Patricia “Pat” grew up locally on a tobacco farm in Kernersville. She retired from RJ Reynolds Tobacco Company after 35 years as a secretary. Patricia has one daughter and grandson who describe her as an, “angel on earth,” as well as a wonderful mother and cook. Patricia now finds it more difficult to express herself verbally but greets everyone with a smile! She enjoys time outside tending to the flower and herb garden during her time at the day center. Her daughter has been her caregiver since Pat’s husband passed away. Spending time at the Williams Center allows her daughter to continue to work and keep her mother’s affairs in order.

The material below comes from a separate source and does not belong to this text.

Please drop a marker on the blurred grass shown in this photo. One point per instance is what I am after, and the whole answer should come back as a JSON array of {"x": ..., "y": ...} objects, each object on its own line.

James “Doug” grew up in a large family as one of 14 children. He served his country for 10 years as a military police officer and a paratrooper. He later opened and operated a lawn care service. Doug has participated at the Williams Adult Day Center since 2009 and is a cherished friend to his fellow participants. During the day he enjoys playing cards and listening to all kinds of music. He is best known for being a good dancer. His sister (who is his caregiver) values the relationship he has with the Williams Center staff and is comforted knowing he is well looked after while she works full time because he tends to wander. “If it wasn’t for the day center, I would worry about finding a trustworthy caregiver, and the cost,” she said.
Helen was born In Harlem, NY and inherited a love of Calypso music from her father, who was born in Bermuda. The music became so much a part of her that she joined a Calypso Dance Group in New York as a young woman. Now a widow, Helen has four daughters, six grandchildren and one greatgrandchild. Helen still loves music and dancing. She also enjoys exercise, puzzles, and being very social during the day at the Williams Center. In the words of her daughter, “the Center always puts my mom in a good mood, which gives me comfort, and allows me to care for other family members.”
Fred is married with two sons and three grandchildren. He is a US Army Veteran who served in Korea, and after retirement moved to Winston-Salem to help care for his mother-in- law. He is a diehard Washington Football team fan. At the Williams Center he is best known as a people person who is always sure to leave a positive impression. Along with playing cards, he enjoys building things and spending time in the outside gardens. His participation at the day center gives his wife time to run errands and time to recharge as a caregiver.